Derandomization from Algebraic Hardness

A hitting-set generator (HSG) is a polynomial map $G:\mathbb{F}^k \to \mathbb{F}^n$ such that for all $n$-variate polynomials $C$ of small enough circuit size and degree, if $C$ is nonzero, then $C\circ G$ is nonzero. In this paper, we give a new construction of such an HSG assuming that we have an explicit polynomial of sufficient hardness. Formally, we prove the following over any field of characteristic zero: Let $k\in \mathbb{N}$ and $\delta > 0$ be arbitrary constants. Suppose $\{P_d\}_{d\in \mathbb{N}}$ is an explicit family of $k$-variate polynomials such that $\operatorname{deg} P_d = d$ and $P_d$ requires algebraic circuits of size $d^\delta$. Then, there are explicit hitting sets of polynomial size for $\mathsf{VP}$. This is the first HSG in the algebraic setting that yields a complete derandomization of polynomial identity testing (PIT) for general circuits from a suitable algebraic hardness assumption.

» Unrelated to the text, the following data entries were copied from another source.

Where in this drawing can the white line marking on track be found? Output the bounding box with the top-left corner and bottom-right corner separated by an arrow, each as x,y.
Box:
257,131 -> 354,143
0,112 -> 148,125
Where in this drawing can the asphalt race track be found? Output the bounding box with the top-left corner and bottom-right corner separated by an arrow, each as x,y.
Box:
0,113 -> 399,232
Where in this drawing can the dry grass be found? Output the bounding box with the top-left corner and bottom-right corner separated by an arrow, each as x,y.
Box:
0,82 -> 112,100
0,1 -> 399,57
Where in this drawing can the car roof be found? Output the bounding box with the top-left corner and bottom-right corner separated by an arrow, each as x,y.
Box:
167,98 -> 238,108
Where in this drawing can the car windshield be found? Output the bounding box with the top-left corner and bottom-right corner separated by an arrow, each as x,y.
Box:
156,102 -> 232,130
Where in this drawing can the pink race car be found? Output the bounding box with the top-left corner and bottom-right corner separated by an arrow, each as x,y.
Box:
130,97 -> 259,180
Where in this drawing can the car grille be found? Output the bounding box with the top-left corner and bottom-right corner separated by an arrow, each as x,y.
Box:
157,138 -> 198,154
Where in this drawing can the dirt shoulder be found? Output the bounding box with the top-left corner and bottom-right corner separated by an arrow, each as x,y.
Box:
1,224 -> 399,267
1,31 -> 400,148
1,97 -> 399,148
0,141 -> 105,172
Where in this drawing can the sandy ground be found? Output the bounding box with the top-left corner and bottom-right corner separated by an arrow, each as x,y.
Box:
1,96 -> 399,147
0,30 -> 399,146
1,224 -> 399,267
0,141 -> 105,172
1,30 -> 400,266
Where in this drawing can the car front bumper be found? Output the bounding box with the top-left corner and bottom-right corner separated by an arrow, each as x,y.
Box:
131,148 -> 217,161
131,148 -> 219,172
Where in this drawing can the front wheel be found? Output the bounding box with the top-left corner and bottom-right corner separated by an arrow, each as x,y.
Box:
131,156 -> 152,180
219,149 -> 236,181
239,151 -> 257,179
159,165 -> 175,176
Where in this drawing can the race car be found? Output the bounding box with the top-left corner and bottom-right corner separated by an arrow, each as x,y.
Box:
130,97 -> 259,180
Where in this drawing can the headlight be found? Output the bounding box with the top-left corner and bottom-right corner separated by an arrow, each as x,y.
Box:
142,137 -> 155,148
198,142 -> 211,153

As a direct consequence, we show that even saving a single point from the "trivial" explicit, exponential sized hitting sets for constant-variate polynomials of low individual degree which are computable by small circuits, implies a deterministic polynomial time algorithm for PIT. More precisely, we show the following: Let $k\in \mathbb{N}$ and $\delta > 0$ be arbitrary constants. Suppose for every $s$ large enough, there is an explicit hitting set of size at most $((s+1)^k - 1)$ for the class of $k$-variate polynomials of individual degree $s$ that are computable by size $s^\delta$ circuits. Then there is an explicit hitting set of size $\operatorname{poly}(s)$ for the class of $s$-variate polynomials, of degree $s$, that are computable by size $s$ circuits. As a consequence, we give a deterministic polynomial time construction of hitting sets for algebraic circuits, if a strengthening of the $\tau$-Conjecture of Shub and Smale is true.